One reason is that they started out scrapping two out of three projects. As they went through the steps of figuring out the strengths of the medium before they released anything, the audience only got to see the products that had the requisite quality. With the bar already set high, and the likes of Facebook having hundreds of developers working on raising it higher, it’s time to acknowledge that your audience does not need to see your every stumble on the way to virtual reality greatness.
Notice the basic environment when Sir David Attenborough (who else?) makes you acquainted with a giant dinosaur. But make no mistake: It’s a high quality production with a lot of preparation, RED cameras, and a big crew.
Be sure you read up on their eight tips on producing VR before setting out to do it yourself next year.

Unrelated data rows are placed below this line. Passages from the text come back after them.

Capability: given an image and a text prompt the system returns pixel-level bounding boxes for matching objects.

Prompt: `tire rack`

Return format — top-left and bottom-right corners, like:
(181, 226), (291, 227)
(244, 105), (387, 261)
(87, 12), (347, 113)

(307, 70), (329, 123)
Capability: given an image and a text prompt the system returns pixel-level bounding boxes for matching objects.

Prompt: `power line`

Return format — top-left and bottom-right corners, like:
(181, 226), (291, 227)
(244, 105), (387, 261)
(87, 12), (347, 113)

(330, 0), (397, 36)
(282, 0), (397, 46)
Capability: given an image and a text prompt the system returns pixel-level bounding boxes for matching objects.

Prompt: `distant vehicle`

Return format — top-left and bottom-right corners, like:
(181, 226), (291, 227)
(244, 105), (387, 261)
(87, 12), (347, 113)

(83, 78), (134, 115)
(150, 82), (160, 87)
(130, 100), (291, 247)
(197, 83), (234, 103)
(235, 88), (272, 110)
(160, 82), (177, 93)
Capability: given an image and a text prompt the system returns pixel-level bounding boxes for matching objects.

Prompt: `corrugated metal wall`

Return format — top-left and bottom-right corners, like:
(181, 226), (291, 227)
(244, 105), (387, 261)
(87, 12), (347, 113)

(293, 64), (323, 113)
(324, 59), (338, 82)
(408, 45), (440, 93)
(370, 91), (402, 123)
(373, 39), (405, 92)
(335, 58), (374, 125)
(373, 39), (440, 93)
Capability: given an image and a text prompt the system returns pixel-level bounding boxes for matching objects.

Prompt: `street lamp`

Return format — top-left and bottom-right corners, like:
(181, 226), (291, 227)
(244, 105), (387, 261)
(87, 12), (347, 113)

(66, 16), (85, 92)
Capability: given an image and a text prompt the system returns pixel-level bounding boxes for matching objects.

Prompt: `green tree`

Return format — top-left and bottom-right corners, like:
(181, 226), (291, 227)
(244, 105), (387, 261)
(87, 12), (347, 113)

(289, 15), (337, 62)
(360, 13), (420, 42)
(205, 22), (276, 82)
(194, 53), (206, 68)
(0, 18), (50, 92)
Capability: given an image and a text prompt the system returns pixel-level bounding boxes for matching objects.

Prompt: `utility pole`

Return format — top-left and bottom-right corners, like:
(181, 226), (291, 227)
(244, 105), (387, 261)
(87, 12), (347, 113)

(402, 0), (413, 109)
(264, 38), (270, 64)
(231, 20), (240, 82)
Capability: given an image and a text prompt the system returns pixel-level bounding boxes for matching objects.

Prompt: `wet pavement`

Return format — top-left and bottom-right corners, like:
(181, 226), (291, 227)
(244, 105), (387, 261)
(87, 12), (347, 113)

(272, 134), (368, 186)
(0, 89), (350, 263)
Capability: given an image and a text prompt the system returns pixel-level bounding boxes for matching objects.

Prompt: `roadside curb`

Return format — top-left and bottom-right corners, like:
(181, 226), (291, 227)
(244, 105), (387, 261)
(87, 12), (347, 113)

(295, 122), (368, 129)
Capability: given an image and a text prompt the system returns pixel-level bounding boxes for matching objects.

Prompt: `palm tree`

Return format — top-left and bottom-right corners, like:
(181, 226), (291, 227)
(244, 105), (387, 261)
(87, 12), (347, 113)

They will also let you join refugees aboard a liferaft trying to cross the Mediterranean, in a similar fashion to what Planned Parenthood did when they allowed you to experience a journey to one of its clinics. Experiences like this actually embody the emotional capabilities of the new medium. Another fine example from the cold north is a 360° film on bullying from the Swedish Educational Broadcasting Company.
Thanks to newly found audio tapes, the BBC built a historic VR documentary around a soldier’s recollection of the Easter rebellion in Ireland. You play his part; the essence is that you being present is amplifying your understanding of a subject or a situation — just as Nonny de la Peña has recreated nonfiction narratives in VR for years.
For what its worth: The push from the technology companies will not make 2017 the year of VR, either. VR and 360° video will only go mainstream when people are starting to have great experiences and start to talk to each other about them. That is where journalism should play a pivotal role.